HI...I'M UZUMAKI39,,,I'm still new...
Yesterday , i bought a couple of betta fish,,,
the male just like the one behind the words bettafish.com...the female was blue in colour....
I put them into a same tank,,then , they started to glare at each other...
I just let them be like that,,
But this morning when I woke up ,, I realized that the male started making a big bubble nest while the female helped him.. :shock: 
Not long after that,, they started to spawn.... 
can someone tell me what to do ??

THANK YOU

:wave:


----------



## lexylex0526 (Dec 27, 2011)

I suggest you seperate them asap! Males and females should honestly never be kept together unless you are a prefessional breeder. 

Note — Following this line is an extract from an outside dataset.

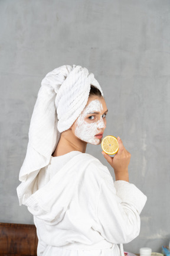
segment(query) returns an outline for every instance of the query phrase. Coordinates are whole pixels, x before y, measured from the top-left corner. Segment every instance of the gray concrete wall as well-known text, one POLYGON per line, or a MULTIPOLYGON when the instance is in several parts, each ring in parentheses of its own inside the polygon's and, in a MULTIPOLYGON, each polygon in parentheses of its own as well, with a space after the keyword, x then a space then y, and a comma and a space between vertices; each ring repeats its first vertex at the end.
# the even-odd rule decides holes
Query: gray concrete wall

What size is your tank? If the eggs hatch your going to need a big tank, lots of space and a ton of knowledge on bettas!


----------



## Fabian (Dec 16, 2011)

Try to get some live foods fast or the fry will die of starvation.
Get another 2 more tanks for the adults.


----------



## indjo (Jun 6, 2010)

Prepare tanks for the parents.
Since culturing infusoria is too late now, you can feed them hard boiled egg yolk (2-3 times a day), Feed about 2mm cube egg yolk per feeding. Simply squeeze with fingers and dilute. Try to get some fry food , asap. They will out grow egg yolk in no time.
Change 50% water daily or every two days. Left over egg yolk will quickly foul up the water.


----------



## sandybottom (Nov 29, 2012)

remove the female after spawning. leave the male to tend to the eggs. try to leave a low wattage lamp on so the dad can still see them at night to tend to them. very subdued lighting.


----------



## dramaqueen (Jul 7, 2008)

It's important to be prepared when you breed. You need the right setup and the right foods. Right now, I wouldtake Indjo 's advice and start the fry on hard boiled egg yolk.


----------